La luminosité du salon m'inquiète — est-ce qu'un des jumeaux est malade ? En trois enjambées, je découvre que c'est ma Dora qui est en train d'écrire devant le feu, une grande tasse fumante à côté d'elle.

"Une urgence directoriale ?", elle demande, en se tournant vers moi avec des yeux gris un peu moqueurs. Elle a posé son parchemin à côté d'elle, ça ne ressemble pas à un dossier que je la vois si souvent consulter après avoir couché les petits.
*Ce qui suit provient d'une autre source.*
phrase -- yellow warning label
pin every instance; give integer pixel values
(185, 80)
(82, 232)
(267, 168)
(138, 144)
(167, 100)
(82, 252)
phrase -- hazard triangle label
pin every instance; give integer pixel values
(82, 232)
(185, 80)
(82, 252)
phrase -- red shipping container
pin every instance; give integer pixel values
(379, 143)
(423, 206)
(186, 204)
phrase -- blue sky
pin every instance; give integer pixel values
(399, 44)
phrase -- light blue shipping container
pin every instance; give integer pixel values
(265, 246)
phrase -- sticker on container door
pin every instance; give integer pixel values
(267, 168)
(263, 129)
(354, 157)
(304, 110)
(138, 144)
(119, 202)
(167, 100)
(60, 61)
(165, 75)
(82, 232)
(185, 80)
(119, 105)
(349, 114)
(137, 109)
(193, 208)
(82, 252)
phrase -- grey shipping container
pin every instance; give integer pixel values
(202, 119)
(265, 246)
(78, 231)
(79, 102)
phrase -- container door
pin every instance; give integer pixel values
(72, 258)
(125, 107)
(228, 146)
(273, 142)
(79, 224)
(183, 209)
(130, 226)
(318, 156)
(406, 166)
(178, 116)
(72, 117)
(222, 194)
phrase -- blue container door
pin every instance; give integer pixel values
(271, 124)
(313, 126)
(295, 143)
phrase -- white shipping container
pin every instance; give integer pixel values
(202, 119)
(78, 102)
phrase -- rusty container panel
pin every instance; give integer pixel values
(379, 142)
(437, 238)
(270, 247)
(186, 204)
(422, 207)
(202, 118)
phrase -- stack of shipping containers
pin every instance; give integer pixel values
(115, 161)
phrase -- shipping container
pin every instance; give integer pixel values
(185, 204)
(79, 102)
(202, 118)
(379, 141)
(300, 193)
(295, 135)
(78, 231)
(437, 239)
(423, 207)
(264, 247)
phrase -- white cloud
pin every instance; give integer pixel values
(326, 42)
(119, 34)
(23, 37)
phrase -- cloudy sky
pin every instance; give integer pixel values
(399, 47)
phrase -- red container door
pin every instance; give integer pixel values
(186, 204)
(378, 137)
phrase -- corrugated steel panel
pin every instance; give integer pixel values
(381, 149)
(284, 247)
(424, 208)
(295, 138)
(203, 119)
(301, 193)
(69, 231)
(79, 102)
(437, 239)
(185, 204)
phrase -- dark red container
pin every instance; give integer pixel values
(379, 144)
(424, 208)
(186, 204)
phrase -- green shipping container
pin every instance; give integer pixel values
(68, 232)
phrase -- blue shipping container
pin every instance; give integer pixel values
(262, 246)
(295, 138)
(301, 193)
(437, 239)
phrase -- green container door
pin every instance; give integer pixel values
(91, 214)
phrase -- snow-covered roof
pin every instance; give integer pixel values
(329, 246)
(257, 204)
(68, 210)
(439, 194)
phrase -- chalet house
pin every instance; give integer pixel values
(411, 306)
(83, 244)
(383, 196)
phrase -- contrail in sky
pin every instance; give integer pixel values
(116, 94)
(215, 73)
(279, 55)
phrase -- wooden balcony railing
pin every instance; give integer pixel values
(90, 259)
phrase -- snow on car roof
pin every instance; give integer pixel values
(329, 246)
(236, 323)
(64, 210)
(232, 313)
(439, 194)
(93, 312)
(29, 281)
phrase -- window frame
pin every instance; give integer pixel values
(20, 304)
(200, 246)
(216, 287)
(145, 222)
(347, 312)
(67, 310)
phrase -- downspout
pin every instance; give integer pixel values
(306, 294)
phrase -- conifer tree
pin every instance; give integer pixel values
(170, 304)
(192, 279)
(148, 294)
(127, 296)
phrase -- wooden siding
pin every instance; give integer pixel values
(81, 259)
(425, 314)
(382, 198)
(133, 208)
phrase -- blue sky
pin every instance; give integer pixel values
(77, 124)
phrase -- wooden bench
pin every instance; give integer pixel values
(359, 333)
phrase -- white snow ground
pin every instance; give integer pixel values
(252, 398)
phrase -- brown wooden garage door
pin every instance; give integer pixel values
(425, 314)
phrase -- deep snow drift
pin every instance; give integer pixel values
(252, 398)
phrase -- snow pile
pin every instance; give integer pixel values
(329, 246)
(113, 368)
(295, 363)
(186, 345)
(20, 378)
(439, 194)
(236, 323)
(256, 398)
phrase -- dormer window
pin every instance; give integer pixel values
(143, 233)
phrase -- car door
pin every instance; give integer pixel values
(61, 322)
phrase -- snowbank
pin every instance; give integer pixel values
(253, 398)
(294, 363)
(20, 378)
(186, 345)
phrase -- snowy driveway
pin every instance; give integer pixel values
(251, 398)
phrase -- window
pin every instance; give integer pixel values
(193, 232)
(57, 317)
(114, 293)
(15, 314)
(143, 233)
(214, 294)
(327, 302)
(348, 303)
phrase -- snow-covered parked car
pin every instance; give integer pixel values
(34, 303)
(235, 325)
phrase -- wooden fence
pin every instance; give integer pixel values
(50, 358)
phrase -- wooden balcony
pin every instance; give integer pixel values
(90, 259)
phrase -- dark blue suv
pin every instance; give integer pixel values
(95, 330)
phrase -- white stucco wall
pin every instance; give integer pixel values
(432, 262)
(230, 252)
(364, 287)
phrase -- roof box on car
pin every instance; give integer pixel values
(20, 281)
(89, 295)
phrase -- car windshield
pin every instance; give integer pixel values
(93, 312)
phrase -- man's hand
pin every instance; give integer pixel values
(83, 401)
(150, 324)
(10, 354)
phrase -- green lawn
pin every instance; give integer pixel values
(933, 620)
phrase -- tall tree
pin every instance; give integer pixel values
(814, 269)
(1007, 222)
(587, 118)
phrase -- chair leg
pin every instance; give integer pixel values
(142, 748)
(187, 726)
"Il semble judicieux de ne pas être trop laxiste et de ne pas laisser la discipline, les rondes et les enquêtes aux directeurs de maisons et à M. Rusard", je raconte, en m'asseyant tout contre elle, à sentir charnellement sa chaleur. À sentir son odeur, disons-le. Tout en moi s'apaise immédiatement et je me laisse aller à la plaisanterie : "Je n'ai pas autant de personnel que toi sous mes ordres et une vague de vols inexpliqués."

"C'est surtout que tu n'aimes pas déléguer. Tu serais un très mauvais lieutenant", elle prétend. Non, elle a sans doute raison. Obéir et faire obéir à des ordres est une chose difficile pour moi. Il suffirait d'interroger M. Rusard pour s'en convaincre.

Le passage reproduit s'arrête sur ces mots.